The game is becoming ever more sophisticated and expensive. Judge Thornton had to face a particularly fine-tuned argument in Pegram Shopfitters Ltd vs Tally Weijl (UK) Ltd. This was all about a shopfitting contract. Tally wanted its Oxford Street premises refurbished, in a hurry. The architect had introduced Pegram as a shopfitter, and work started on 9 June 2000. There was no attempt to draw up a contract, but six days after start on site everyone met and more or less agreed ("in a non-contractual sense," said Judge Thornton) that a contract would be drawn up on the JCT Prime Cost form. Tally and the architect would produce a schedule of work, and Tally would send a letter of intent.

The work went ahead. Tally wrote saying it wanted JCT Prime Cost to apply, but Pegram wrote back saying that it preferred its own standard terms.
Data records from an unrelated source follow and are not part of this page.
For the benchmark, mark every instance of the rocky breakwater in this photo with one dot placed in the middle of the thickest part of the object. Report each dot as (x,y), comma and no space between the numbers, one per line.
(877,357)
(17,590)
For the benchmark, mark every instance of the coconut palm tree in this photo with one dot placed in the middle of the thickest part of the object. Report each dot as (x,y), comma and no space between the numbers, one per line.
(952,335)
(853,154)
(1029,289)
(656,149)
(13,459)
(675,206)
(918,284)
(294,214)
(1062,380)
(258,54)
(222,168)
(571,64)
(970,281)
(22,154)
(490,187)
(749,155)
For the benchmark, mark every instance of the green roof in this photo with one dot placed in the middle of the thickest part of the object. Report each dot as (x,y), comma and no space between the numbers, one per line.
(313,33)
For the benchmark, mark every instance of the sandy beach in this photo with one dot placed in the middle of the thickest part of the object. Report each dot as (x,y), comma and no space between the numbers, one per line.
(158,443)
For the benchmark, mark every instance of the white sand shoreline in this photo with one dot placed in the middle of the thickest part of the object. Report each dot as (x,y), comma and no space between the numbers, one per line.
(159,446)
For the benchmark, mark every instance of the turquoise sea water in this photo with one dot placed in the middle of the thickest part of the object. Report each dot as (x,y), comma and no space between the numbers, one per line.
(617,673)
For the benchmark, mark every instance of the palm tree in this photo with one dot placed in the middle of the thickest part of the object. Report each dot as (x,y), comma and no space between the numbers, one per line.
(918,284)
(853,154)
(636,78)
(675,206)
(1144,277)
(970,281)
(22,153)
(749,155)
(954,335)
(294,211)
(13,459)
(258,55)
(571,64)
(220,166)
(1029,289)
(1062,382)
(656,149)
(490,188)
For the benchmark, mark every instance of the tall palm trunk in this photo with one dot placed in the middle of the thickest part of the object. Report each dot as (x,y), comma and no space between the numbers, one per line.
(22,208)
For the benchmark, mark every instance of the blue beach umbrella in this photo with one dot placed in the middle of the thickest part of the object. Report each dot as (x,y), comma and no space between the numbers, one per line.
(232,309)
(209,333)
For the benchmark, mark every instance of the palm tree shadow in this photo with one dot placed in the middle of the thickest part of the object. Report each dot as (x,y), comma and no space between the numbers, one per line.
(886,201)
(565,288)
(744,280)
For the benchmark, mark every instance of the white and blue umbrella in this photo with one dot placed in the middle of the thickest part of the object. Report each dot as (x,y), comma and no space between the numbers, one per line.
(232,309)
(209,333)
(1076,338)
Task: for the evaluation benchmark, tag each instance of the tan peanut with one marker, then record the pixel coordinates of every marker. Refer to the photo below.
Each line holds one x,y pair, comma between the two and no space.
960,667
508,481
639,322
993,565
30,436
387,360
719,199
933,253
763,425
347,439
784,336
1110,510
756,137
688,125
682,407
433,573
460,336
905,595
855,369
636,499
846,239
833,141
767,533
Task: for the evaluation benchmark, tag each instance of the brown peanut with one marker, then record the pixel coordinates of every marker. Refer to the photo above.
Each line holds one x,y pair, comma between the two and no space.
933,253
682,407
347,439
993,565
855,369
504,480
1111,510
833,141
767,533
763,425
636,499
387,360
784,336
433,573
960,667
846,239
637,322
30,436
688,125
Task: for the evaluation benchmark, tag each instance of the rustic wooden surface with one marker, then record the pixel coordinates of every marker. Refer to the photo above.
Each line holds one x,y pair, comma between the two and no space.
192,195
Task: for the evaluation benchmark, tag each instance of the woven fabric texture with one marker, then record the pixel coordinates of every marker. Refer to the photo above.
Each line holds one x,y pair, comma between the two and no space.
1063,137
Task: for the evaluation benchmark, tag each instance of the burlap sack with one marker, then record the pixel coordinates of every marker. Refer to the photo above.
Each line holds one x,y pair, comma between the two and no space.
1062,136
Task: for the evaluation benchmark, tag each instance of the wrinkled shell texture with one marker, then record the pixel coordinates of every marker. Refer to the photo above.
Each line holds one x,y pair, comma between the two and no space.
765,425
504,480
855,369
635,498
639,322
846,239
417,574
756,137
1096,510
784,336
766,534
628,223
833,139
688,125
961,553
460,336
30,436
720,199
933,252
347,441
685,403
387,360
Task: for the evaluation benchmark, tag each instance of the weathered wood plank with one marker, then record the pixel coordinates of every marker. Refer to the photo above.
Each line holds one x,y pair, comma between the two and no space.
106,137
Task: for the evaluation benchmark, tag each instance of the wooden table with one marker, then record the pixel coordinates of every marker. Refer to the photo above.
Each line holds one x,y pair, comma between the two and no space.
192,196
The work was completed without any clear acceptance by either party of any contract.

The parties could not agree the final account, so Pegram started an adjudication. It maintained that it had been working on its own conditions, which did not contain an adjudication clause. Therefore, it said, the statutory Scheme applied and the parties should proceed under these rules.

Adjudication is supposed to be quick and inexpensive. Arguments about enforcement should not be necessary

But Tally said they'd been working on the basis of the JCT contract with the standard JCT adjudication rules. As the adjudicator had been appointed under the wrong rules, he had no jurisdiction.
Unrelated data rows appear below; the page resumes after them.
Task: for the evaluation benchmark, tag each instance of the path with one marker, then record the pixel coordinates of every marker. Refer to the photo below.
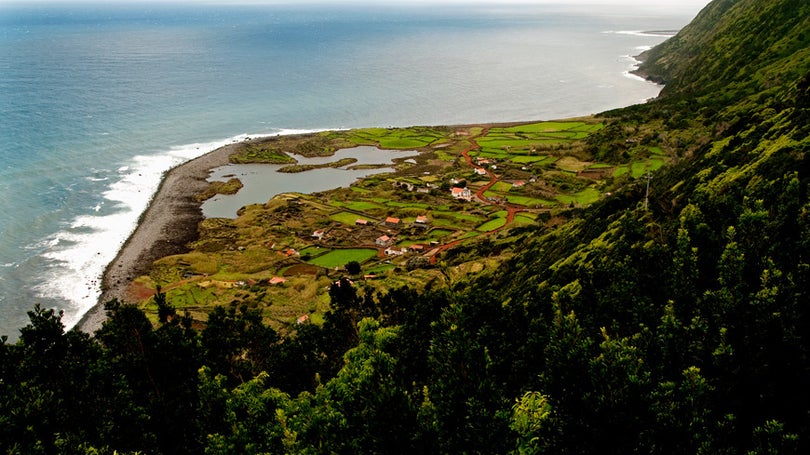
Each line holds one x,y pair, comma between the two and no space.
511,210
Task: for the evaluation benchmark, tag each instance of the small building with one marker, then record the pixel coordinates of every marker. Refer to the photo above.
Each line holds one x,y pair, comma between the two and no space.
384,240
461,193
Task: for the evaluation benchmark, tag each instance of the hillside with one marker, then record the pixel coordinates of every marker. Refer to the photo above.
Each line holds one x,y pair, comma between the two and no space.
668,317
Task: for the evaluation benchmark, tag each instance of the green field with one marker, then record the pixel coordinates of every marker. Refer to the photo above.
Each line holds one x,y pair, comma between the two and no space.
491,225
345,217
533,159
529,201
585,197
339,258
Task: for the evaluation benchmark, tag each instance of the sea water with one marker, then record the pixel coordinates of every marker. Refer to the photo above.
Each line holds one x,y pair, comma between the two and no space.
98,101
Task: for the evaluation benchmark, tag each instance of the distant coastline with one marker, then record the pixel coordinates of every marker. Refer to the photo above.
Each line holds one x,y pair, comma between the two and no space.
167,225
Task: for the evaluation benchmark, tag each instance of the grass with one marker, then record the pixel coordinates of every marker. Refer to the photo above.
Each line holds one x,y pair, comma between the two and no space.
491,225
529,201
585,197
339,258
534,159
345,217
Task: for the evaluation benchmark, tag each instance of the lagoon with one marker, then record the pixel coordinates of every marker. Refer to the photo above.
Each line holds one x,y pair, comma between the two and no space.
263,181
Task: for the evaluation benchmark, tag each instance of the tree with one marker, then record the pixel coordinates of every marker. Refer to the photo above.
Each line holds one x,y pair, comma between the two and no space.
353,268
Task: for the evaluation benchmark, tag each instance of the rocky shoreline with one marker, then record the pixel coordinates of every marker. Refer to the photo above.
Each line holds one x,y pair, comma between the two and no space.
165,228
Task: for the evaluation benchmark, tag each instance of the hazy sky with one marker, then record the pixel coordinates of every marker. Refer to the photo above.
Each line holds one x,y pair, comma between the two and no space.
645,3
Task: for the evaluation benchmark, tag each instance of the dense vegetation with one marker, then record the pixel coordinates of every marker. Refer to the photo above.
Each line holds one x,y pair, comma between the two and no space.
675,325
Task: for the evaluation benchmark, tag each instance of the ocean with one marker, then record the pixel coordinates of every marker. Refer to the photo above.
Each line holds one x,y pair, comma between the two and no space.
98,101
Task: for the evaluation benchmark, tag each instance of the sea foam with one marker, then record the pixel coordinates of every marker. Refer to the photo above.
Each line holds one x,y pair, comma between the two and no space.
77,255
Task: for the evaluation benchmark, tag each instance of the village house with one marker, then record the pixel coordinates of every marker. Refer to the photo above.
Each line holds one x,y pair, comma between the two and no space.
461,193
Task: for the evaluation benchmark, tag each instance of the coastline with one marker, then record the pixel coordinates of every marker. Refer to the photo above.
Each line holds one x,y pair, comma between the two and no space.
167,225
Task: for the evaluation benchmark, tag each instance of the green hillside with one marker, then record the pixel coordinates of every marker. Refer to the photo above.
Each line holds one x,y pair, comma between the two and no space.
670,317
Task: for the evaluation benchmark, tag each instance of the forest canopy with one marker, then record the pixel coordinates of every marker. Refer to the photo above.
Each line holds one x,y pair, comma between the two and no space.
675,325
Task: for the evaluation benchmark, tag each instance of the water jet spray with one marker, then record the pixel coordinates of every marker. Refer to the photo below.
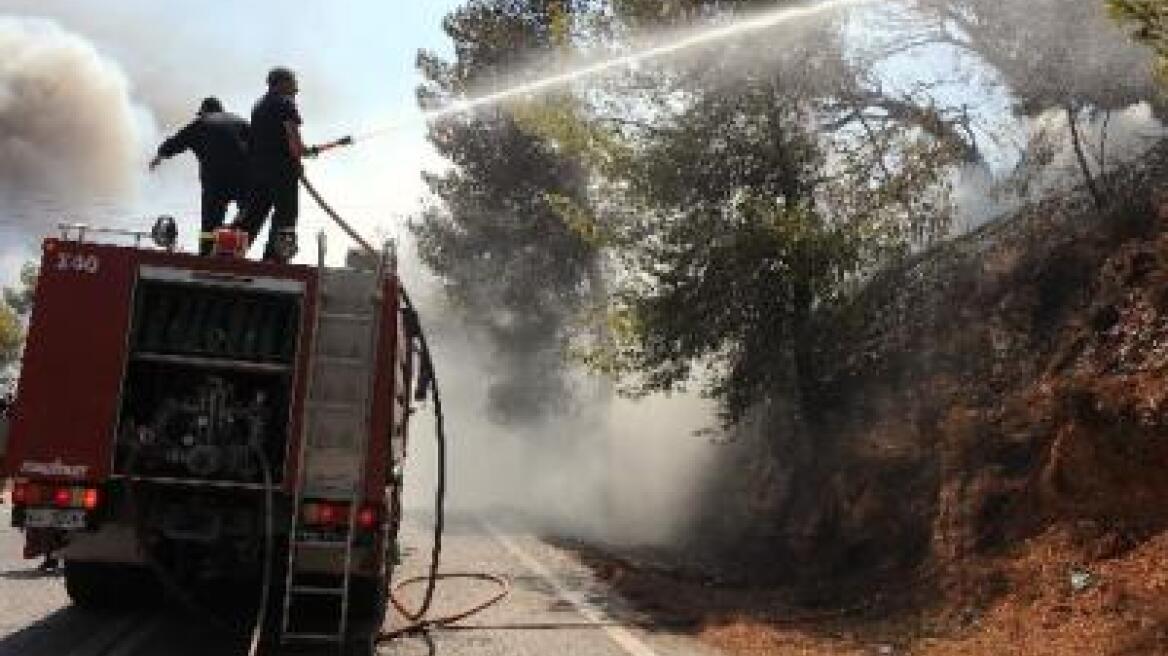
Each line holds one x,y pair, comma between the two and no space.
737,28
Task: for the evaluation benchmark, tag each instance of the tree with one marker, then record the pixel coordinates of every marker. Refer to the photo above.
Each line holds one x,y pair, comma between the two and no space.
730,193
1049,55
509,262
1149,19
16,304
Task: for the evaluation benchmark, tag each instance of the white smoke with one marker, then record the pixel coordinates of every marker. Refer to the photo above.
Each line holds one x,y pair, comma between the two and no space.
69,128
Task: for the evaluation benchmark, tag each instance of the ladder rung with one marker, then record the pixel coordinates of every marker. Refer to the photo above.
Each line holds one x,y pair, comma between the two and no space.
342,361
335,405
314,636
318,590
346,316
320,543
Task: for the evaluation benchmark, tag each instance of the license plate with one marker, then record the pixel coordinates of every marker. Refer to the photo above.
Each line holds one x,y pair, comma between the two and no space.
54,518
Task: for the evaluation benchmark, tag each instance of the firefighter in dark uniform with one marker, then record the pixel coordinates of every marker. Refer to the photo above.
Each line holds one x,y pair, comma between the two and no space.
220,141
276,151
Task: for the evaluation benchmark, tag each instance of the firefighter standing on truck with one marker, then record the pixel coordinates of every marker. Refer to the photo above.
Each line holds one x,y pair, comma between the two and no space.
220,141
276,152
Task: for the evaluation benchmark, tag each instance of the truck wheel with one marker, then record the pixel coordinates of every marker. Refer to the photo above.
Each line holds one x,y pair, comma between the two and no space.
109,585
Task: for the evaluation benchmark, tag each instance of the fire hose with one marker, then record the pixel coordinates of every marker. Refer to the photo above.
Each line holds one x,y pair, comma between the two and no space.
417,619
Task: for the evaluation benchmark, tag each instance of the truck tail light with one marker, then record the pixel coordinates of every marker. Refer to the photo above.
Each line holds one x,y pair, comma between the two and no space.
23,494
367,517
62,497
65,496
90,499
325,514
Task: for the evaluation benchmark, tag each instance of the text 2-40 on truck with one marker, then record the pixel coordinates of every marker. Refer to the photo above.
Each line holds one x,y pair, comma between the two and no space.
181,419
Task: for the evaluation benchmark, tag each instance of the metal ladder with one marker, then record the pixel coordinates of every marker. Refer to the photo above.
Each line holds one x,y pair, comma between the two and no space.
333,439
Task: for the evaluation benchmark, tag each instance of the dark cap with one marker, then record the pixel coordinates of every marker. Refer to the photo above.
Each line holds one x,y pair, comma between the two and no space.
210,104
278,75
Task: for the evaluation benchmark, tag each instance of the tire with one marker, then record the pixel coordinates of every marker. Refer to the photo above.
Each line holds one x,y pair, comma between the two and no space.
109,585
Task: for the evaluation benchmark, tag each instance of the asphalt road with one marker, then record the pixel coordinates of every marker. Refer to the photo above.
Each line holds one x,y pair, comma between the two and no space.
556,607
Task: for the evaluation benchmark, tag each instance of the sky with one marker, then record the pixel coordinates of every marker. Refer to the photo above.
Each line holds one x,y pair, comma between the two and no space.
356,65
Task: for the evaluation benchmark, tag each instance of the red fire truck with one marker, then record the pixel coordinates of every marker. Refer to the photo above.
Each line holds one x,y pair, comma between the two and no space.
183,420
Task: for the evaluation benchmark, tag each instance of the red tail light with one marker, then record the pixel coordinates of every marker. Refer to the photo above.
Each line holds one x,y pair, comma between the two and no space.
329,514
90,499
325,514
20,494
62,497
367,517
34,494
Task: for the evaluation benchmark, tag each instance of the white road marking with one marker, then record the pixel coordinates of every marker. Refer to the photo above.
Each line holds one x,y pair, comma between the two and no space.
108,636
625,640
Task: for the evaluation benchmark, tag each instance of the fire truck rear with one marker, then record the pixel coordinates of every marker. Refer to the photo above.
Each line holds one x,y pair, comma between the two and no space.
186,421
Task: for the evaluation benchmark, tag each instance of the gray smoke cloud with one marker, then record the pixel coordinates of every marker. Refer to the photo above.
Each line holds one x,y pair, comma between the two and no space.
69,128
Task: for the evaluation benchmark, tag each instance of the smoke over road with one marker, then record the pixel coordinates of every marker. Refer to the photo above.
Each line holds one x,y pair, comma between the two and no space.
69,128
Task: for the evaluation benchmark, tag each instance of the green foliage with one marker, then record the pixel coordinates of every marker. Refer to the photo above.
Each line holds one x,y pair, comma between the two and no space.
1149,19
16,304
746,220
728,196
20,298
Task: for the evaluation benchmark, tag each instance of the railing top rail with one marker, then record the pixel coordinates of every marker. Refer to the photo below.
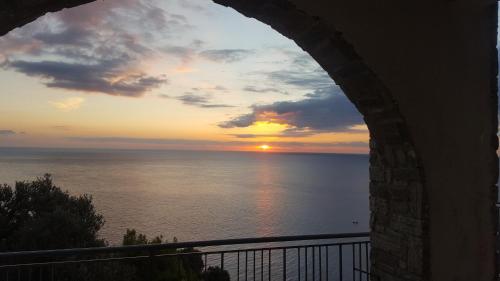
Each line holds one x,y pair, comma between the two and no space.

The adjudicator noted the position that was being taken by Tally, but carried on regardless. He decided that Tally should pay £95,484 plus interest.

Tally did not pay and objected to enforcement on the same grounds as it had objected to the adjudicator – wrong rules, invalid appointment, no jurisdiction. It also tried running the argument that there was no contract for the work, but as it had previously argued that the JCT conditions applied, this did not impress Judge Thornton.

The judge went on to sort out which rules should be applied. Both parties had originally accepted that there was a construction contract. If there was a contract, but there was no clear adjudication clause, the contract did not comply with the Construction Act. In that case, the Scheme applied. So the adjudicator had been right to carry on under his appointment.

All this sounds like common sense, but teams of expensive lawyers have been needed to get there. The adjudication process is supposed to be quick and should be inexpensive. Arguments like this about enforcement should not be necessary.